I liked Gwern’s remarks at the end of your link:
I think even if the model wasn’t specifically trained for geolocation, it’s a reasonable assumption that metadata from photos (which often includes geo data) somehow gets passed to the models and this created a huge annotated dataset of (geo, photo) pairs during training for stuff like searching Google images.
I wouldn’t necessarily expect this to be what’s going on, but just to check… are approximately-all the geoguessr images people try drawn from a single dataset on which the models might plausibly have been trained? Like, say, all the streetview images from google maps?
Apparently no. Scott wrote he used one image from Google maps, and 4 personal images that are not available online.
People tried with personal photos too.
I tried with personal photos (screenshotted from Google photos) and it worked pretty well too :
Identified neighborhood in Lisbon where a picture was taken
Identified another picture as taken in Paris
Another one identified as taken in a big polish city, the correct answer was among 4 candidates it listed
I didn’t use a long prompt like the one Scott copies in his post, just short „You’re in GeoGuesser, where was this picture taken” or something like that
i have used tons of personal photos w/ kelsey’s prompt, it has been extremely successful (>75% + never get’s it wrong if one of my friends can guess it too), I’m confident none of these photos are on the internet and most aren’t even that similar to existing photos.
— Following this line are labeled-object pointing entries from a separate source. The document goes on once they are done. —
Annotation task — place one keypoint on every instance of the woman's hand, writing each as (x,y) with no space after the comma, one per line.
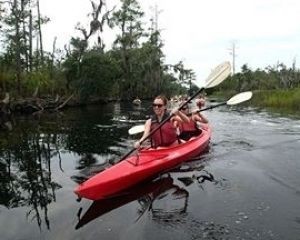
(137,144)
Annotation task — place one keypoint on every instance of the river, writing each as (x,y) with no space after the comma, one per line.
(246,186)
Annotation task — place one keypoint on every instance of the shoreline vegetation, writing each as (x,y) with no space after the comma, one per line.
(33,80)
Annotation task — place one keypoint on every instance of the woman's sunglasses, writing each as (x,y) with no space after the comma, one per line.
(157,105)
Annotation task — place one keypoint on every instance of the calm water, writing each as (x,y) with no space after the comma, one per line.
(247,186)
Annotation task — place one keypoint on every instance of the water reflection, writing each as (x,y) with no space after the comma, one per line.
(164,198)
(26,174)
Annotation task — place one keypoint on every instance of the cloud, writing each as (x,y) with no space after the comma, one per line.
(201,32)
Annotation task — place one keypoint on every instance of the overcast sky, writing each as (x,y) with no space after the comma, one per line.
(201,32)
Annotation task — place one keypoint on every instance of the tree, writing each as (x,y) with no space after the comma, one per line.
(128,20)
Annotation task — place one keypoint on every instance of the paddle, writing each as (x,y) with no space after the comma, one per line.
(236,99)
(136,129)
(218,75)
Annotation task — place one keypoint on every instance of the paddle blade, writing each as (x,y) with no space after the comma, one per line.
(241,97)
(218,75)
(136,129)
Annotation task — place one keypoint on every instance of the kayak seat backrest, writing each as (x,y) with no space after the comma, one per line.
(146,157)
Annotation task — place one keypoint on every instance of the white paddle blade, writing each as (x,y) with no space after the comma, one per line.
(241,97)
(218,75)
(136,129)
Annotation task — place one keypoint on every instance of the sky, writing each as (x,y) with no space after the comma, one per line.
(200,33)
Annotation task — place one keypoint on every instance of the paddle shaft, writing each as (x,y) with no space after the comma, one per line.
(162,123)
(208,108)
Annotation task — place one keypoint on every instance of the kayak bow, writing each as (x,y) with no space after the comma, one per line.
(146,163)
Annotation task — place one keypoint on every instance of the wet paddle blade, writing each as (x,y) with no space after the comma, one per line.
(218,75)
(241,97)
(136,129)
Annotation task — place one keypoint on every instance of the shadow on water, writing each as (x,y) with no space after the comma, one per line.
(26,179)
(151,197)
(28,151)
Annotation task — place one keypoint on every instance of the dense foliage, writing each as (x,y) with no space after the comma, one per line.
(133,67)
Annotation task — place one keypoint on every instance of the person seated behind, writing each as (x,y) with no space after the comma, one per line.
(166,135)
(200,102)
(189,129)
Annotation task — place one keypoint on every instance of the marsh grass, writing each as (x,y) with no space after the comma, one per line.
(282,99)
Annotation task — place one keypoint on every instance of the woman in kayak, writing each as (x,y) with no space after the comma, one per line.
(166,135)
(193,127)
(200,102)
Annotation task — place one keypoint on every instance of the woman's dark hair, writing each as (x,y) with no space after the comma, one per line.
(163,98)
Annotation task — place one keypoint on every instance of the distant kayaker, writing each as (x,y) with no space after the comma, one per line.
(166,135)
(200,102)
(137,101)
(192,128)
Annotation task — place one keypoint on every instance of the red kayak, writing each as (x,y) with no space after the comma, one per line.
(142,165)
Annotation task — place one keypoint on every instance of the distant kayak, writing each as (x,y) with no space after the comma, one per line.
(137,102)
(125,120)
(146,163)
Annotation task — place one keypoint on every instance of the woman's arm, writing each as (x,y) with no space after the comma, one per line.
(137,144)
(199,117)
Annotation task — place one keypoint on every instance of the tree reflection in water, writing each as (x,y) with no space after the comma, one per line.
(25,161)
(164,198)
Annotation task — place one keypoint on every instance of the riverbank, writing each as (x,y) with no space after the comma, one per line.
(280,100)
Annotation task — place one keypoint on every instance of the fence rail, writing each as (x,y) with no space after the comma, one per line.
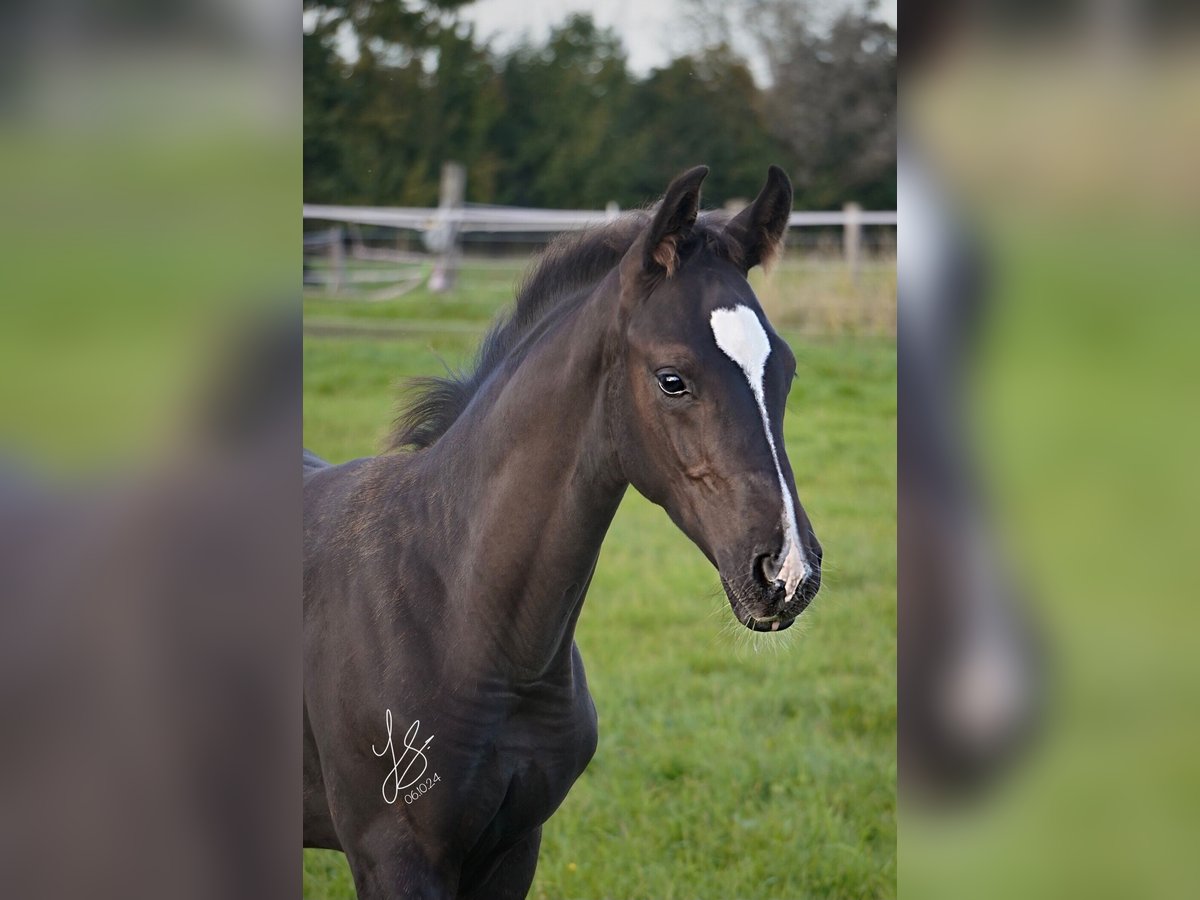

Creepily enough it’s not half bad at figuring out where people are indoors as well (not as good, but like it got the neighborhood in Budapest I was in from a photo of a single room, with some items on a table).
Nope, although it is does have a much higher propensity to exhibit GeoGuessr behavior on pictures on or next to a road when given ambiguous prompts (initial post, slightly more rigorous analysis).
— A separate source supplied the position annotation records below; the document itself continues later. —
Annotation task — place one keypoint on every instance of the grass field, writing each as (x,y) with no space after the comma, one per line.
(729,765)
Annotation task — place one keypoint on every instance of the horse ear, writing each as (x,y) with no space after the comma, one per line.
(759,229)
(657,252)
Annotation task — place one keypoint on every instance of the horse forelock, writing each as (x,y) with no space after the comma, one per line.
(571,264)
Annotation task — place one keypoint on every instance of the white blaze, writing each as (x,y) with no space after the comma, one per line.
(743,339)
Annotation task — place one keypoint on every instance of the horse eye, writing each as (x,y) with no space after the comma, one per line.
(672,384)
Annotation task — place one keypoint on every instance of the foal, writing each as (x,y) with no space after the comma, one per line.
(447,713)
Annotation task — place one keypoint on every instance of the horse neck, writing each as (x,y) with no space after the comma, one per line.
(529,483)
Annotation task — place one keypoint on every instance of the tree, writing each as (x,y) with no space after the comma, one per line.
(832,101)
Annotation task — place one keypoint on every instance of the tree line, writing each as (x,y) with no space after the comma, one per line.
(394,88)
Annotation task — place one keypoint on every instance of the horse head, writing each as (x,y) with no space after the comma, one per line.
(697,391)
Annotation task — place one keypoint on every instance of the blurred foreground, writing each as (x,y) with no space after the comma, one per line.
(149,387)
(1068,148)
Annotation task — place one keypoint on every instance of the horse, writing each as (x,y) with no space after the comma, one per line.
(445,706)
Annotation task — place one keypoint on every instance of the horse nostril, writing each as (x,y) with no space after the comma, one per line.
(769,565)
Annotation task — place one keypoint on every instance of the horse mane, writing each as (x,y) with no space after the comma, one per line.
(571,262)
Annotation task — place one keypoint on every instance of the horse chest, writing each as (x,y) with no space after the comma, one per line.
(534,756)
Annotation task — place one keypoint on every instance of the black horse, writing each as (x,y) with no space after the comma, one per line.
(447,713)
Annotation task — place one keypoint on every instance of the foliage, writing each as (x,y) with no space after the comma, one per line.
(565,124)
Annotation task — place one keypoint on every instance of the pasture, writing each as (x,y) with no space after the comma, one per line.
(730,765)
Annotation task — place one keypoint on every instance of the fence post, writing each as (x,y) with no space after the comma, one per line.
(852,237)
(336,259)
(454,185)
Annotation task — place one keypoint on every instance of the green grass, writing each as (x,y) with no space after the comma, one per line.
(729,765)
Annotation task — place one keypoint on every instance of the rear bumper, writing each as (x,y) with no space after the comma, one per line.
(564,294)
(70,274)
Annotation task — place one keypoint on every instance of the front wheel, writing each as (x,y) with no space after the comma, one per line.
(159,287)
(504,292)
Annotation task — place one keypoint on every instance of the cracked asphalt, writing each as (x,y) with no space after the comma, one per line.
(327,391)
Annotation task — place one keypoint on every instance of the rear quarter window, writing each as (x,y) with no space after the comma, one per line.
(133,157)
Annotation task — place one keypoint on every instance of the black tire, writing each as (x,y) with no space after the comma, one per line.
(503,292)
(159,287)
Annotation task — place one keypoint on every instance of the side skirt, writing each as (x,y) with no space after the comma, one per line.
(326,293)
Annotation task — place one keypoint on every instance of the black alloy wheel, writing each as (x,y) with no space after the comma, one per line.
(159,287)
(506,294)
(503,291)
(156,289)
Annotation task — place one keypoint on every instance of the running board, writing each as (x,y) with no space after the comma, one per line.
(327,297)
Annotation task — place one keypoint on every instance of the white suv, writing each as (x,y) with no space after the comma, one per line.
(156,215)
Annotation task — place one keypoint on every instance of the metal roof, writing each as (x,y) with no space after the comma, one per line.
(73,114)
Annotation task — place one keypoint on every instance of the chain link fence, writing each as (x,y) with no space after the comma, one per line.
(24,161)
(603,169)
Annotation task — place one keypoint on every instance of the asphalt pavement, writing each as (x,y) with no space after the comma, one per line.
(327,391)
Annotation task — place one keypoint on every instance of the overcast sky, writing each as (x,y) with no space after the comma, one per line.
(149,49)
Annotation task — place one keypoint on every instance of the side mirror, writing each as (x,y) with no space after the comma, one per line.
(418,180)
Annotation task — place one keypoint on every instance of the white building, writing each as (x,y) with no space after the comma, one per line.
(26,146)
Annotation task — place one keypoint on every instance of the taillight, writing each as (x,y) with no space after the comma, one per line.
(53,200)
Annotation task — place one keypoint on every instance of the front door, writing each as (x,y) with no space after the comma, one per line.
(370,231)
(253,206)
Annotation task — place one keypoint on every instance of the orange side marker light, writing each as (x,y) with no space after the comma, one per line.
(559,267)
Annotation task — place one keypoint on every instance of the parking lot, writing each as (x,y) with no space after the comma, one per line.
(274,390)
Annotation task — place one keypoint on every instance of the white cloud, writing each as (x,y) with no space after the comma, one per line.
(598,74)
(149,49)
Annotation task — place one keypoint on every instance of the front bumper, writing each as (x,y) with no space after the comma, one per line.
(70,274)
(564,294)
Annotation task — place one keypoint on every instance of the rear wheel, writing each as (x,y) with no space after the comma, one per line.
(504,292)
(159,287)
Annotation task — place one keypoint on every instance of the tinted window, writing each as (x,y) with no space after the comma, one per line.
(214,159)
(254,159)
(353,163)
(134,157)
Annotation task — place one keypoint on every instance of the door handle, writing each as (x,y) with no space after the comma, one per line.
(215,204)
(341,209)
I think it’s possible (25%) that o3 was explicitly trained on exactly the GeoGuessr task, but more likely (40%) that it was trained on e.g. minimizing perplexity on image captions, and that knowing the exact location of the image is useful for that, and it managed to evoke the “GeoGuessr” behavior in its reasoning chain once and that behavior was strongly reinforced and now it does it whenever it could plausibly be helpful.
My understanding is its not approximately all, it is literally all the images in geoguessr.
Do LLMs perform better at games that are later in the Pokemon series? If difficulty interpreting pixel art is what’s holding them back, it would be less of a problem when playing later Pokemon games with higher-resolution sprites.
There’s the thing where Gemini 2.5 Pro surprisingly isn’t very good at geo guessing, a woman’s tweet is too be linked <here>.
Do we know that it’s the recognising-content-of-images part of the task that is difficult? iirc a couple of years ago there was someone who made a geoguesser “find each other” game where two people could “load into” google maps and would try to meet up. I played it with a friend in a city we both knew. This seems like it might cleave into (some of) the difference between the planning part of the task and the image recognition. I’ll try to find the game (iirc it was a student project, maybe on itch, probably not on steam).
Also note that there are people who can tutor you in geoguesser, but not in interpreting pixel art.
If even one blog that goes through that process step by step ends up in the training data, and it is routinely a useful subtask in image tasks (What and where are correlated), then the subcapacity can be directly elicited.
Could it be that it’s able to rely on an internal model of the globe, which it had a lot more detailed GPS-tracked training on, than it does game worlds?